Mirror of Justice

A blog dedicated to the development of Catholic legal theory.
Affiliated with the Program on Church, State & Society at Notre Dame Law School.

Thursday, December 20, 2007

More about the Nava hoax

As Michael notes, Francisco Nava faked, and lied about, being assaulted for his conservative views, thereby joining the depressingly-not-small rogues' gallery of hate-crime fakers.  This is sad, and bad.  That said, preening pieces like this one in The Nation are, in my view . . . not particularly helpful.

To be clear:  I'm not, at all, making a Duke-esque "it does not matter if the lacrosse players were railroaded because the charges, though false and destructive, brought to the surface important and often neglected issues of race, gender, class, and justice" argument.  (If only Duke's "Gang of 88" were as quick, or even as willing, to confess error as the "conservatives" at Princeton have been!)  There's no excuse or justification for what Nava did.  More specifically, it does not excuse or justify what Nava did that, at many of our most elite universities, The Nation's sarcasm and Nava's hoax notwitstanding, there is often a "double standard" that disadvantages "conservative" ideas, students, speakers, academic-job-seekers, and faculty.

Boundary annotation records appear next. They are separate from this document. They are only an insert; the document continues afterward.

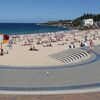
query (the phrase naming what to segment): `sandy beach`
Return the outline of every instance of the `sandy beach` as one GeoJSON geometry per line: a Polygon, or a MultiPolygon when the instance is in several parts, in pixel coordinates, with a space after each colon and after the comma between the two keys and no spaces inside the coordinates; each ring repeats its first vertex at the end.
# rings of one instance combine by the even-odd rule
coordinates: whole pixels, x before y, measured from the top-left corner
{"type": "Polygon", "coordinates": [[[85,36],[87,36],[87,46],[90,39],[94,45],[100,44],[100,30],[10,36],[12,43],[2,44],[4,54],[0,55],[0,65],[12,67],[63,65],[63,62],[52,59],[49,55],[67,50],[73,43],[75,48],[79,48],[80,43],[85,41],[85,36]],[[33,46],[36,50],[30,50],[33,46]]]}

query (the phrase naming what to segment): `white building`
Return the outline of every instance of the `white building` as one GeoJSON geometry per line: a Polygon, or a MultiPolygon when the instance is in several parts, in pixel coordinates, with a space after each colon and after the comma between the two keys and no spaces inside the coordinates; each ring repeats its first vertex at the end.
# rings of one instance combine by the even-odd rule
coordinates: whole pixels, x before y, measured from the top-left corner
{"type": "Polygon", "coordinates": [[[83,20],[84,26],[92,26],[93,25],[93,19],[84,19],[83,20]]]}

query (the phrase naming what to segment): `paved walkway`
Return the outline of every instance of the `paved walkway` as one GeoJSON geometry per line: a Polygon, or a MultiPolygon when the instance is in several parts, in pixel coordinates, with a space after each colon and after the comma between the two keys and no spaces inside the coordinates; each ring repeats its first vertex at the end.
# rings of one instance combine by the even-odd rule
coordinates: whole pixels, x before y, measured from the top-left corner
{"type": "Polygon", "coordinates": [[[100,88],[100,45],[94,48],[91,59],[74,65],[47,68],[0,67],[1,91],[62,91],[86,88],[100,88]]]}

It is also too bad that that hoax provided an occasion for The Nation writer's detour into cut-and-pasted conspiracy theorizing about Robby George, the James Madison Program, and "right-wing foundations and a shadowy web of front groups for the Catholic cult known as Opus Dei."  (The writer forgot the albino monks in Prof. George's basement!)  If one of the lessons of l'affair Nava is that the pitched-culture-war character of many on-campus (and off) debates is not particularly conducive to careful debate and enlightening conversation, this lesson seems entirely lost on the folks at The Nation.

Finally, it could be that the writer has some facts not quite right.  He writes:

George also congratulated himself for his own calmness in the crisis and sharp-wittedness in uncovering the fraud. "Within seventy-two hours," he said, "we were able to expose this as a hoax."

But of course, Nava's claims were never "exposed" by George or his conservative campus allies. Nava had reportedly confessed to his lying under police questioning. Only hours before George celebrated the "good sense" he and university administrators displayed, he had accused Princeton of upholding a liberal double standard. And while Princeton police investigated dubious details of the alleged assault, George broadcast his confidence in Nava's melodramatic account.

This post, over at First Things, presents a different account (scroll to the bottom).